I don't think you'll ever understand how much you meant to me. When I think about the people who've caused me the most pain in my life, you're at the top of the list alongside my dad. I was so innocent, and I was so full of love. All I wanted was to love you. It's not your fault entirely. It all comes down to circumstances and timing as well. If you met me a bit earlier on in my life, I wouldn't have opened myself up. I was trying a new thing and you were there. I found myself being more vulnerable than I ever had in my life. I was so sure that you felt the same way but you told me that I was a hopeless romantic and you just wanted a **** buddy. I was young and I was desperate for your love. I compromised myself and my values, desperately urging you to use me so I could get some of that love. You still refused. I gave it my all, and no matter what I did, I couldn't make myself good enough for you.
I spent the next year at school saying **** it and sleeping with anyone who wanted to sleep with me. I was broken and I no longer was the hopeless romantic that you pictured me out to be. I became cold and I never let myself be vulnerable again. I masked my feelings for you with pointless infatuations and called it moving on. I hated you for the person that I became. That one night that we did happen, I think about it all the time, wishing that I enjoyed it more. You'll never understand the pain that I felt when after everything, after me going off the deep end, you still didn't want to be **** buddies. No matter what I do I'll never be good enough for you. It's not your fault that you don't feel the same way, but you didn't have to rub it in. I don't think you understood the extent of my love for you. I tell strangers about you. Nobody I meet compares to the feelings that I feel for you. I'll never understand how you could have used him when you didn't love him but you couldn't do the same to me. I want to think it's because you loved me too much to use me but I don't think I'll ever know how you truly feel.

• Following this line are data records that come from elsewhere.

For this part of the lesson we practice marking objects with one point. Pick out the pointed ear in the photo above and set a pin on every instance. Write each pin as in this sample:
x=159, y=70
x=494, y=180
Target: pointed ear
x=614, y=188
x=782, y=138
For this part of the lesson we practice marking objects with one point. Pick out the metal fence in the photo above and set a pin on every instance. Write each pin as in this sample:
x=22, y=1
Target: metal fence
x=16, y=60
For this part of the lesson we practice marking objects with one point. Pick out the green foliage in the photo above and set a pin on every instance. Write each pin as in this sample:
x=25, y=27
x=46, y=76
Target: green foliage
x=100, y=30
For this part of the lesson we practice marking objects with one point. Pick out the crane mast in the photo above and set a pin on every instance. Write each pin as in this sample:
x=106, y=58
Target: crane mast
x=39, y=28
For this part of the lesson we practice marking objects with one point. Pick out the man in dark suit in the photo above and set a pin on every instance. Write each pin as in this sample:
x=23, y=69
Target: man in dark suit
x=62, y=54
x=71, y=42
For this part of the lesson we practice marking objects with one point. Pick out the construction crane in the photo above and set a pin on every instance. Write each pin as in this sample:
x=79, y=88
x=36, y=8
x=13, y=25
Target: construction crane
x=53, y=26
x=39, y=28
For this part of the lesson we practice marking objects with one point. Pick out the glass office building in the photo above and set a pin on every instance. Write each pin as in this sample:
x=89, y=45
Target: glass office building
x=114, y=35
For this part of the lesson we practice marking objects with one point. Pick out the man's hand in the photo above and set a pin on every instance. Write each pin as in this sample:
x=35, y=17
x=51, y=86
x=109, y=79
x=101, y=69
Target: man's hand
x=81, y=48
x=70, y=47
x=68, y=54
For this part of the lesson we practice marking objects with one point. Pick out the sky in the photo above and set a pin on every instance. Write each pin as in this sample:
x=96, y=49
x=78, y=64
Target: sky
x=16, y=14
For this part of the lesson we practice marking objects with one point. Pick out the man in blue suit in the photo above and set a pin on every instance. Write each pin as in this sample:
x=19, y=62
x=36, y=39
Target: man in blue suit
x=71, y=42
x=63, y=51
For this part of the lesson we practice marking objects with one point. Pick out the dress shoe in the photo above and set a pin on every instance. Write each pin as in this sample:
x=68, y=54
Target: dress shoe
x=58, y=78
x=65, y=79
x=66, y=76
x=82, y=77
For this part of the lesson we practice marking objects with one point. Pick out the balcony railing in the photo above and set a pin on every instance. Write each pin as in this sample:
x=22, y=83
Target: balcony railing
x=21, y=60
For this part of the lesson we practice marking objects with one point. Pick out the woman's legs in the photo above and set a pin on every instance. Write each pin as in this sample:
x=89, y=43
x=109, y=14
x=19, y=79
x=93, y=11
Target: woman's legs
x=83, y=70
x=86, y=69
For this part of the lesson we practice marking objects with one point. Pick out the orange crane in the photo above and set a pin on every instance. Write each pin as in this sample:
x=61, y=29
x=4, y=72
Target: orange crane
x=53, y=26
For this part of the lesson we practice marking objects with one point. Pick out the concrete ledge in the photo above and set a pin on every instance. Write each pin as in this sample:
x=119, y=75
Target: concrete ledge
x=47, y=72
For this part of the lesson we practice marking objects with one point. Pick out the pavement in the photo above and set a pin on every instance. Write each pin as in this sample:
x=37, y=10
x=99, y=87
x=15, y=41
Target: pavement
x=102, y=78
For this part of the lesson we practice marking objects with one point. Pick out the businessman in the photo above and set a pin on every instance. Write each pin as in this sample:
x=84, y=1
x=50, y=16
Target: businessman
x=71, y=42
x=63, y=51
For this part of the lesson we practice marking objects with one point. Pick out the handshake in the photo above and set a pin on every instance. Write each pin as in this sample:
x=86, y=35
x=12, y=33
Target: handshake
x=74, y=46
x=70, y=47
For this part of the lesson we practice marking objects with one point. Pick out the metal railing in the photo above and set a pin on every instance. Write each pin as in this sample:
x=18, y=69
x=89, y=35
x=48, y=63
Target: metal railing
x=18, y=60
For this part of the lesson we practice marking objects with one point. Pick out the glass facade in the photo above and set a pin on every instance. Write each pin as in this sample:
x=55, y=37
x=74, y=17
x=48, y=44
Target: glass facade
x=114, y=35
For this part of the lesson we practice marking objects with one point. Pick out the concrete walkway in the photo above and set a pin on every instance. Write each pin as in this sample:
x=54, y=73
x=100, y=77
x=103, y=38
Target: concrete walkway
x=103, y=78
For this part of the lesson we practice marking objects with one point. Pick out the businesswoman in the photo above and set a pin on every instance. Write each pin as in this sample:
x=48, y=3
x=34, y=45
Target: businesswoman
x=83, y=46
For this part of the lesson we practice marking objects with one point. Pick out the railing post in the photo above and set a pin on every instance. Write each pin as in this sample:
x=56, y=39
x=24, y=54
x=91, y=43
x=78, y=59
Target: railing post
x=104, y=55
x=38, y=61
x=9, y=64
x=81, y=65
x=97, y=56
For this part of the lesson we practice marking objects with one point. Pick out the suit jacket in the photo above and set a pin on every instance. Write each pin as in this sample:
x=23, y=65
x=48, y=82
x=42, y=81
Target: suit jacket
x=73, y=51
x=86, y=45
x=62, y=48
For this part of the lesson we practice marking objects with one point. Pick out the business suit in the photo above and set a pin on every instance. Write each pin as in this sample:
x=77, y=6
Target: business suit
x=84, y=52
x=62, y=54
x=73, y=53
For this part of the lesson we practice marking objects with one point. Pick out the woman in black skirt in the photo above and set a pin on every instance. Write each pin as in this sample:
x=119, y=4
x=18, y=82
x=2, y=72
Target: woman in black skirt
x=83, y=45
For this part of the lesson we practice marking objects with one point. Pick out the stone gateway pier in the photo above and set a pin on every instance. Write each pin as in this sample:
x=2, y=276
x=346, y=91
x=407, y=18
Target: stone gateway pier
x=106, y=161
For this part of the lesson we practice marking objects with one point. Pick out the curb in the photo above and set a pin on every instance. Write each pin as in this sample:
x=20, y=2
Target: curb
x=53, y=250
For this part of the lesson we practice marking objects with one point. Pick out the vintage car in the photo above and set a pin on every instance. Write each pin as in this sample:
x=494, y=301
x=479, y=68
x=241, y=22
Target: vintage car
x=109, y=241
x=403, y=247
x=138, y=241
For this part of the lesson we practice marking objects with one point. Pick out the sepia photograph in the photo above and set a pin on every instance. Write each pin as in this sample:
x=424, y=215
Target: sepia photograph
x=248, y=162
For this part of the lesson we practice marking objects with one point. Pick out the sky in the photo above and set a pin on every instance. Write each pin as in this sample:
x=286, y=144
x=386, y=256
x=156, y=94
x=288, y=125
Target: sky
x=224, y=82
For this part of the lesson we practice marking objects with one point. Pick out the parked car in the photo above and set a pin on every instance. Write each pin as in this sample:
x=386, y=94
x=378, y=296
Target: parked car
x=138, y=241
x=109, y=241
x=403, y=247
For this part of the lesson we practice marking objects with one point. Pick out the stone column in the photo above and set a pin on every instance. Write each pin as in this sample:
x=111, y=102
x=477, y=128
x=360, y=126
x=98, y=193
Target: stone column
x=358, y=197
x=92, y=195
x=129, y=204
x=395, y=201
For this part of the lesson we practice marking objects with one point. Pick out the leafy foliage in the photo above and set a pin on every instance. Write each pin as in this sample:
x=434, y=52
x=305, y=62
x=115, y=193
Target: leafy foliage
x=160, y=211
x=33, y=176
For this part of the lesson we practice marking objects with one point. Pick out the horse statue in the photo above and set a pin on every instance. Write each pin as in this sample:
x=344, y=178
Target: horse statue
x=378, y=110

That two month break did nothing because the moment we reconnected, I found myself hoping again. I wish that I could kill that hope, I really do. I don't think that I can just be friends with you but I don't want to hurt you like that. I know that one of the reasons you refused was because you didn't want to lose our friendship. I don't want you to think that after everything, despite not doing anything, you still lost our friendship. But it's so hard for me. Looking at you makes me sad. Your existence makes me sad and my biggest fear is that I'll never get over you.
I wish she never hurt you like that. Because then, maybe you'd be able to love. It's just a self-perpetrating cycle of broken hearts and cold souls and I miss who I used to be. But it's not your fault. It's not your fault that I can't get over you and it's not your fault that I can't love myself anymore. I'm done being angry at you for sometimes leading me on. Because it's more than just that. I know this has got to do with me too. I love you so much but I wish I never met you.